Deutsche Bank’s US unit fails Fed stress test

Goldman Sachs and Morgan Stanley told to freeze payouts as rivals prepare for jump in dividends

28/6/2018/Financial Times

Alistair Gray in New York and Barney Jopson in Washington

Deutsche Bank has failed the US Federal Reserve’s latest stress test and Goldman Sachs and Morgan Stanley have been ordered to strengthen their balance sheets by freezing dividends and share buybacks.

Their performances stood in contrast to most other big US banks, which on Thursday unveiled record payouts to shareholders after regulators found their capital buffers were strong enough to withstand another financial crisis.

The Fed gave 22 of the country’s largest listed lenders a green light for about $168bn worth of payouts over the coming year, an increase of more than a fifth from last year, according to RBC Capital Markets calculations.

However, it rejected Deutsche’s plans to transfer cash from the US subsidiary that was tested to its Frankfurt headquarters. Officials cited widespread and critical deficiencies in its capital controls and other “qualitative” weaknesses.

The annual stress test result is the latest blow to the German lender, which has already been placed on the Federal Deposit Insurance Corporation’s list of “ problem banks ”.

In a statement, Deutsche’s US business said it had “made significant investments to improve its capital planning capabilities as well as controls and infrastructure”.

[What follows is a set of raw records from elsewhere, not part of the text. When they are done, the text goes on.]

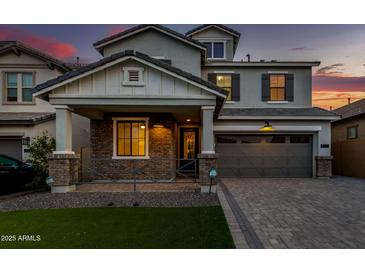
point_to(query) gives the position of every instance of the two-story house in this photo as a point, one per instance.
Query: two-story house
(162, 103)
(23, 117)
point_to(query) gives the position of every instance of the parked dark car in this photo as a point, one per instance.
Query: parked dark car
(14, 174)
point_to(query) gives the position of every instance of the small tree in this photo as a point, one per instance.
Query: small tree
(40, 149)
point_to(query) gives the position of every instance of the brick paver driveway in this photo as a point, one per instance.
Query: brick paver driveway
(303, 213)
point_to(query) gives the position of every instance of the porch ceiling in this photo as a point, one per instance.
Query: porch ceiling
(180, 113)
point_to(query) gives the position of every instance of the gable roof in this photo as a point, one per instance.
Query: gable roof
(218, 26)
(236, 35)
(352, 109)
(99, 45)
(129, 53)
(18, 47)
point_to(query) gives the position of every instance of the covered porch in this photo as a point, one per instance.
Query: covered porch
(152, 130)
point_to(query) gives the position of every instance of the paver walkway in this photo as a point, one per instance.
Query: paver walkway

Goldman and Morgan Stanley, meanwhile, were required to rein in their dividend and stock buyback plans after the Fed found their initial proposals left them with inadequate capital buffers.

In the end, Goldman was given the go-ahead to hand out only $6.3bn to shareholders over the next four quarters. That was down more than a third from the $9.9bn that the Fed permitted a year ago, although the bank decided ultimately to distribute only $5.7bn over the period.

The restrictions on payouts for some of Wall Street’s biggest names are a sign of how regulators continue to restrain the sector despite Donald Trump’s election.

An unusually high number of banks had to rethink their original plans for payouts to shareholders. JPMorgan Chase, American Express, KeyCorp and M & T Bank Corporation got the thumbs up only after they submitted more modest plans in the past week. State Street was ordered to improve how it would manage exposures to counterparties in a crisis.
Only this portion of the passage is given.